AUSTIN, Texas (KEYE) - A 7-year-old boy is facing backlash after some neighbors in his northwest Austin community took offense to a hot chocolate stand he started to raise money for President Donald Trump's proposed border wall.
The boy's parents, Shane and Jennifer Stevens, say their son Benton decided he wanted to start the fundraiser after attending the inauguration and watching the State of the Union address earlier this month.
Both Shane and Jennifer are members of the Republican National Convention and call themselves conservatives. They say that the news coverage they watch and the conversation at the dinner table have obviously rubbed off on Benton.

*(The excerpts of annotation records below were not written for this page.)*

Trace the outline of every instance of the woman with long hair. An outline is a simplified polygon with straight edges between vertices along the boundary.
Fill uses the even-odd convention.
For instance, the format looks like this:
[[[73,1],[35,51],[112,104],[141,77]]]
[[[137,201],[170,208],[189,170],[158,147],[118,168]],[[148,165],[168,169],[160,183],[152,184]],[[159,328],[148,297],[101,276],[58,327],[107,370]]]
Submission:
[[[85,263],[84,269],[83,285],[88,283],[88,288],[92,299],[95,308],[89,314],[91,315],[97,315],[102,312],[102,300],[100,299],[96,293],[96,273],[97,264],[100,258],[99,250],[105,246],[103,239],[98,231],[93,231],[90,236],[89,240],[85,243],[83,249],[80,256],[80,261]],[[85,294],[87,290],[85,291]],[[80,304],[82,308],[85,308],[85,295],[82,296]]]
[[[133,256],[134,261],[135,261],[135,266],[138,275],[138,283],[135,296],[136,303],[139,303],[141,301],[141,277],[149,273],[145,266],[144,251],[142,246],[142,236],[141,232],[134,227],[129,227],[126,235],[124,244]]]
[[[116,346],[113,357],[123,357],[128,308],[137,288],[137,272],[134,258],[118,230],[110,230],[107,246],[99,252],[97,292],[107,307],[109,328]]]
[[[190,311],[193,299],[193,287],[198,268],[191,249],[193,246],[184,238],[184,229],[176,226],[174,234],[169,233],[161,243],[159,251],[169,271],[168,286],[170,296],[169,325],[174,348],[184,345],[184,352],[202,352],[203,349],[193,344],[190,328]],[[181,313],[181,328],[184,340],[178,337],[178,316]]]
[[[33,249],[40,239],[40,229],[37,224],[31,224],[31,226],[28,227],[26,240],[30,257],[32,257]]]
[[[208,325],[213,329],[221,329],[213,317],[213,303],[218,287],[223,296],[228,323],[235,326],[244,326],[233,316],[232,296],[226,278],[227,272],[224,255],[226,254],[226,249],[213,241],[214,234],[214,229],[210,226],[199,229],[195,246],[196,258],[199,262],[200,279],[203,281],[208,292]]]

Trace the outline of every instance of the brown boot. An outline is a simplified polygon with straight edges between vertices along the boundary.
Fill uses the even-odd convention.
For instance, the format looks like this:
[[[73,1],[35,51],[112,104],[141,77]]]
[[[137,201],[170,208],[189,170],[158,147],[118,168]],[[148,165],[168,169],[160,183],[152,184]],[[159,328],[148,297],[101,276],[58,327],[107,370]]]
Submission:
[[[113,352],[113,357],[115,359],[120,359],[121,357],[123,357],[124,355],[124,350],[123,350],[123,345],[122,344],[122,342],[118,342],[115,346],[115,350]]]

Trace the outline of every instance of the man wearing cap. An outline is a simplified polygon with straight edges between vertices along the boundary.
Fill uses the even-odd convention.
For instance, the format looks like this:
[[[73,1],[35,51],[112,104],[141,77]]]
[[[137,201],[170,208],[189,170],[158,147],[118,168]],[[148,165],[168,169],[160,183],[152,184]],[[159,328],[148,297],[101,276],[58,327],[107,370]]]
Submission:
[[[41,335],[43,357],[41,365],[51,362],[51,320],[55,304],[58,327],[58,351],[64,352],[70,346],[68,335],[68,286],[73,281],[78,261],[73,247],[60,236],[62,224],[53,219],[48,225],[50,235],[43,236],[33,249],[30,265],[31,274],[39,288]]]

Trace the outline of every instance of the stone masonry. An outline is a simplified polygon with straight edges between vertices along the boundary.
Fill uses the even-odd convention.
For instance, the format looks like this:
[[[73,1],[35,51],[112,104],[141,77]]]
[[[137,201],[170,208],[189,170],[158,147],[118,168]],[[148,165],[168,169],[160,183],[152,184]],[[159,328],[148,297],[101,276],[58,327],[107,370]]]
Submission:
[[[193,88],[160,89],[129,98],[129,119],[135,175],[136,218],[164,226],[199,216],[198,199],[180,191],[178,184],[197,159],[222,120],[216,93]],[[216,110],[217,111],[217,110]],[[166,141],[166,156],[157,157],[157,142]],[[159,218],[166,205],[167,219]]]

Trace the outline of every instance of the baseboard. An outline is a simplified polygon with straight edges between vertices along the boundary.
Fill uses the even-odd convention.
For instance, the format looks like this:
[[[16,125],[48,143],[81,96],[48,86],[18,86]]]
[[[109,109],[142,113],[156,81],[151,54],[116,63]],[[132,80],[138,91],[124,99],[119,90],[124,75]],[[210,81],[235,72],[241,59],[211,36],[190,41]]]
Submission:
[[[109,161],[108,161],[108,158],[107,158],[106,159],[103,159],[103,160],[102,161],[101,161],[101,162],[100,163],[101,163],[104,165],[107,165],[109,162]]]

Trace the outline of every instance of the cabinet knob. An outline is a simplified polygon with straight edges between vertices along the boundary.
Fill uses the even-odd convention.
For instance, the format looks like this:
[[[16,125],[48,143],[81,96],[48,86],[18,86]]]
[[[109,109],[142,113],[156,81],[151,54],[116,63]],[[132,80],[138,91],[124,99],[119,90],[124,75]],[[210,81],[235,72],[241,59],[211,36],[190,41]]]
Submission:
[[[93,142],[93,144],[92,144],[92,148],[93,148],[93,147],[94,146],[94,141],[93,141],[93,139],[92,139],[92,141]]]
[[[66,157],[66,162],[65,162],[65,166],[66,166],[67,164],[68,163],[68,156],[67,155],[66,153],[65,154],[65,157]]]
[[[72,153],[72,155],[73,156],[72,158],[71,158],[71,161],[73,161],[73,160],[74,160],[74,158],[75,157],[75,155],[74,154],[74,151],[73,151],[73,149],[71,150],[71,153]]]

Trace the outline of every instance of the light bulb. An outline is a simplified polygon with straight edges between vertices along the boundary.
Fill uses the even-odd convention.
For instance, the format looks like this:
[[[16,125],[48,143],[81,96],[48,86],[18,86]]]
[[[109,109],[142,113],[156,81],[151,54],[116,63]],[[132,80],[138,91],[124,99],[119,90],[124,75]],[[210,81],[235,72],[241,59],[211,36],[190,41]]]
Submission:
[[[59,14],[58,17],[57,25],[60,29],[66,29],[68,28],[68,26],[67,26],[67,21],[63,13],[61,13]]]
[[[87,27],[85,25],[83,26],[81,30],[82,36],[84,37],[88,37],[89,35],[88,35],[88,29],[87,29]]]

"I think it's important that (our children) know what's going on in the world, where we stand, what we believe in," said Jennifer.
They say he begged them to set up a hot chocolate stand to raise the money for the wall, and over this past weekend, he set up shop at a Steiner Ranch strip mall.
"Every day he would get off the bus and say, mom can we go do my stand," said Jennifer.
Benton says he has been ridiculed for his political beliefs in the past, including at President Trump's inauguration, which he attended with his family. He says three women in pink hats made fun of his "Make America Great Again" hat.
Mom, Jennifer, said she never encouraged her son to get political.
"They should be kids," said Jennifer. "I just happen to have very mature seven-year-old who wants to be involved in this. That's what he wants to do. I have a 10-year-old who doesn't."
While he was selling the cocoa, he says one man called him "little Hitler."
"Some people were mad and calling me a 'little Hitler' and stuff, and some people were really happy," said Benton.
Dad, Shane, said he is using the experience as a teaching tool for his children.
"If he's going to do it, he needs to learn that there's going to be a little backlash," said Shane. "But I just wish (the critics) would do it in a little more respectful, adult-like manner."
Benton said he wanted to raise the money for the wall and mail it to President Trump, or go to Washington and give him the money in person "so that the illegal immigrants can't get into our town illegally."
Benton raised nearly $1,400 in two days.